Ne sentiamo l'eco, quando si parla del nostro meraviglioso e tumultuoso periodo storico, che si definisce moderno, progressista, riformatore, rivoluzionario, come altri periodi, nei secoli passati, si definirono classici o romantici, civilizzatori e conservatori, ovvero periodi del rinascimento, del risorgimento, e così via.
Per noi questa parola di rinnovamento ha soprattutto un significato religioso e morale; ricordiamolo bene.
Noi vogliamo, noi dobbiamo rinnovare il nostro sentimento religioso e il nostro impegno morale.
E vogliamo e dobbiamo fare questo in ordine a due poli, tra i quali corre l'asse della nostra vita; il polo evangelico ed il polo dell'attualità, nella quale si trova praticamente la nostra esistenza.
È di moda una interpretazione comoda, lassista, soggettiva, puramente liberatrice del Vangelo; Vangelo che, tutto sommato, noi consideriamo, a buon diritto, il codice fondamentale della nostra religione.
Non ha forse detto il Signore: « Il mio giogo è dolce e il mio carico è leggero? » ( Mt 11,30 ).
Non ha Egli detto di Sé: « Io sono il buon Pastore? » ( Gv 10,11 ), il Quale, avendo cento pecore, se una ne perde, lascia le novantanove per andare in cerca di quell'una che s'è smarrita, e, trovatala, se la mette sulle spalle tutto contento e la riporta a casa … ? ( Lc 15,4-6; e tutto il discorso polemico di Mt 23 ).
Sì, la bontà, l'amore, il sacrificio di sé, il perdono sono i caratteri essenziali del Vangelo; essi delineano fedelmente il profilo di Cristo.
Ma non possiamo dimenticare un altro carattere della sua predicazione: il regno dei cieli, che Gesù Cristo ha predicato, non è né politicamente sovversivo, né moralmente permissivo ( nel senso odierno di questo termine ).
Gesù Cristo è il grande Profeta della riforma umana, quella riforma che da tutti è richiesta ed è per tutti salute.
Dovremmo rileggere il celebre e fondamentale « discorso della montagna » nel Vangelo di San Matteo.

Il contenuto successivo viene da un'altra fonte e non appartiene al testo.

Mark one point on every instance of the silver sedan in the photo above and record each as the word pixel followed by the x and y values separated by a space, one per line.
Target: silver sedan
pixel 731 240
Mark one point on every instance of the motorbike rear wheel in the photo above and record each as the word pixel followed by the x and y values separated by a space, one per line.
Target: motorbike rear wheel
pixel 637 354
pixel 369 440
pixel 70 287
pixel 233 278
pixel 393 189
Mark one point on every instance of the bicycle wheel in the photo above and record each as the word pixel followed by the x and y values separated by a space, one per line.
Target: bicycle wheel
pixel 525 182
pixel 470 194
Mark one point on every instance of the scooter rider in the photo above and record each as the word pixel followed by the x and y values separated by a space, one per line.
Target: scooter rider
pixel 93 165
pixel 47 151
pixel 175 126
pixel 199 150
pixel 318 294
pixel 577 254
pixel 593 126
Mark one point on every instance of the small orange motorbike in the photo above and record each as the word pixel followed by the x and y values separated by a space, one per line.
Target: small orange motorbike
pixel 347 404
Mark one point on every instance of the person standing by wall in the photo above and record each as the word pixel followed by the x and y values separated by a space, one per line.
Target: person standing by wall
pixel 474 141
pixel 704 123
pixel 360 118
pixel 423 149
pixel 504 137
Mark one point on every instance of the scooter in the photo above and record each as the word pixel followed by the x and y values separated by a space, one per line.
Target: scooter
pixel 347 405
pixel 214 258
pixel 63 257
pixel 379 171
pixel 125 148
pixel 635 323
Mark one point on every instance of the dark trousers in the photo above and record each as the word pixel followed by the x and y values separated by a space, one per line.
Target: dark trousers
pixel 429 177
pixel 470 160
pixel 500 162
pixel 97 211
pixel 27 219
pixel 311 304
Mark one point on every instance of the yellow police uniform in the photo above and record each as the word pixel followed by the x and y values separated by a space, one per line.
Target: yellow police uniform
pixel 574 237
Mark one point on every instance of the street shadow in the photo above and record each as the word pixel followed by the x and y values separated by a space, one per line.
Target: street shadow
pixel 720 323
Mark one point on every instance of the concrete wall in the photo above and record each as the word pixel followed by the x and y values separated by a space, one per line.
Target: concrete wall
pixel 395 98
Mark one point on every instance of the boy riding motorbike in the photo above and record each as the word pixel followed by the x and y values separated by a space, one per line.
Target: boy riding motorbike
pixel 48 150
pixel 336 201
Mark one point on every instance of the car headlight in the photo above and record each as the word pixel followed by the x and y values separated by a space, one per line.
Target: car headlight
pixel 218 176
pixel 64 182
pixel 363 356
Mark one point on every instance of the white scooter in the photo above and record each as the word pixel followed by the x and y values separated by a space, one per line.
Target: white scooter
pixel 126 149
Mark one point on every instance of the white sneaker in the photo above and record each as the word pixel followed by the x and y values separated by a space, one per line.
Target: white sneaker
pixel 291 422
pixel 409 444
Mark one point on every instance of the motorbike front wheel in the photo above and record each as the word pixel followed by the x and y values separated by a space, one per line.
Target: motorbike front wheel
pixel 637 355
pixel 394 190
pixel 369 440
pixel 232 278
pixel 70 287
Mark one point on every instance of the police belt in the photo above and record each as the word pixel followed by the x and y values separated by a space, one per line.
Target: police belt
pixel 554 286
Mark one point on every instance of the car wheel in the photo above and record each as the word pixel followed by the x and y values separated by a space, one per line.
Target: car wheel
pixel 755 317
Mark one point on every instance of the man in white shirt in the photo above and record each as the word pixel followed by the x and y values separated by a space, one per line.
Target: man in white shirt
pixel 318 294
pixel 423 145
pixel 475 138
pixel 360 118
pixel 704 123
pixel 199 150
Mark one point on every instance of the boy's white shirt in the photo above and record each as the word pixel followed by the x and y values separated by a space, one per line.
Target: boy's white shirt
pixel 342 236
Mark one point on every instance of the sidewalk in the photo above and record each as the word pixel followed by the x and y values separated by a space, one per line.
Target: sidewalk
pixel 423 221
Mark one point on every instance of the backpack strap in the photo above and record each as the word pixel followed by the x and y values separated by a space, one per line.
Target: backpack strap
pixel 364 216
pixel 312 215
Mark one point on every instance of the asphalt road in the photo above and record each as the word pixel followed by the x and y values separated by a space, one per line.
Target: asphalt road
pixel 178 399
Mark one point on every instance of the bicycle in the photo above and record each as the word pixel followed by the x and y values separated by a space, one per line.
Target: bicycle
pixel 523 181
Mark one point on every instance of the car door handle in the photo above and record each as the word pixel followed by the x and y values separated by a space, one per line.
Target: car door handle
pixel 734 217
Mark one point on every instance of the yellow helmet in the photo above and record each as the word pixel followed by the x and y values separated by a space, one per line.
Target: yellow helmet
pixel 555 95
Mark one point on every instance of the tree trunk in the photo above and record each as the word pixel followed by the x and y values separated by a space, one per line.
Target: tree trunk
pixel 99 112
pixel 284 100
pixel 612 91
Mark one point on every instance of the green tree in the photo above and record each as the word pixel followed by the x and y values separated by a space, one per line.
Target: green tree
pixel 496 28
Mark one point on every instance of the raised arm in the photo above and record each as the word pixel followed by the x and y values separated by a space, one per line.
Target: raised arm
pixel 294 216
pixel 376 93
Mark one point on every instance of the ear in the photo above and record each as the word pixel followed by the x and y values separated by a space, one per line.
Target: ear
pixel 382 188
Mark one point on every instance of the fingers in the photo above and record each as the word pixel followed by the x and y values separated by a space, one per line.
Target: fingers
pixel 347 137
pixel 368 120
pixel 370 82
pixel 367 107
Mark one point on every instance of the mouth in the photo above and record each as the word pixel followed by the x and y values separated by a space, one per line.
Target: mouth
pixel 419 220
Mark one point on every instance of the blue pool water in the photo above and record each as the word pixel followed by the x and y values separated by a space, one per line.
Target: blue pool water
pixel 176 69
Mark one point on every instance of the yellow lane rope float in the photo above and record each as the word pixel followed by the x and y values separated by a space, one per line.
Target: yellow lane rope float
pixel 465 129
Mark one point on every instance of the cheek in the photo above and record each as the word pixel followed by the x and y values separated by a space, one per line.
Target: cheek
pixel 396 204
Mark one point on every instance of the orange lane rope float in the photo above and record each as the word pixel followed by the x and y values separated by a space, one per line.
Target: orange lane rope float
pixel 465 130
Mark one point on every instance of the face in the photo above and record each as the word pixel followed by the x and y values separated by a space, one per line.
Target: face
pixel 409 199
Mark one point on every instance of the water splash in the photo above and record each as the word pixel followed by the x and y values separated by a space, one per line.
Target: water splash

Quante volte Gesù costruisce il suo discorso con la dialettica d'un'antitesi riformatrice: « Voi avete udito che fu detto agli antichi … » ( Mt 5,17.21 et ss ), Egli afferma ripetutamente; e poi subito: « E io vi dico che se la vostra giustizia non sarà maggiore di quella degli Scribi e dei Farisei ( che erano allora reputati i professionisti della giustizia e della perfezione ), voi non entrerete nel regno dei cieli ».
Il regno dei cieli, noi possiamo dire il cristianesimo, è esigente; è una porta stretta, che conduce alla vita ( Cfr. Mt 7,14 ); esige uno sforzo, esige un impegno.
Non è fatto per gli imbelli, per i vili, per i gaudenti; è fatto per i coraggiosi, per i forti, per quelli che non ricusano di portare, con Cristo, come Cristo, la Croce ( Cfr. Gv 10,38-39; Gv 12,24-25 ).
Quale sia questa Croce ce lo dirà ancora il Vangelo: sarà il senso del dovere morale, dell'interiorità spirituale, dell'amore fraterno e sociale; sarà quel persistente sforzo di autoriforma, mediante il quale diamo alla nostra vita un contenuto e un aspetto di autenticità cristiana; diciamo pure, sapendo che a tanto la grazia divina ci assiste, di santità.
Primo polo questo, che attinge la sua direzione e la sua energia dalle sorgenti della vita spirituale e religiosa.
E l'altro polo, al quale questa stessa vita spirituale e religiosa deve, con rettilinea fedeltà, dirigersi, qual è?
è la condizione concreta e pratica della nostra esistenza, multiforme e variabile; ma provvidenziale punto d'arrivo, dove essa acquista senso e valore.
Rinnovamento è riforma, per ciascuno e per tutti.
Così è la Chiesa che riparte da questo Giubileo con passo nuovo, verso i suoi storici ed eterni destini.
Con la nostra Benedizione Apostolica.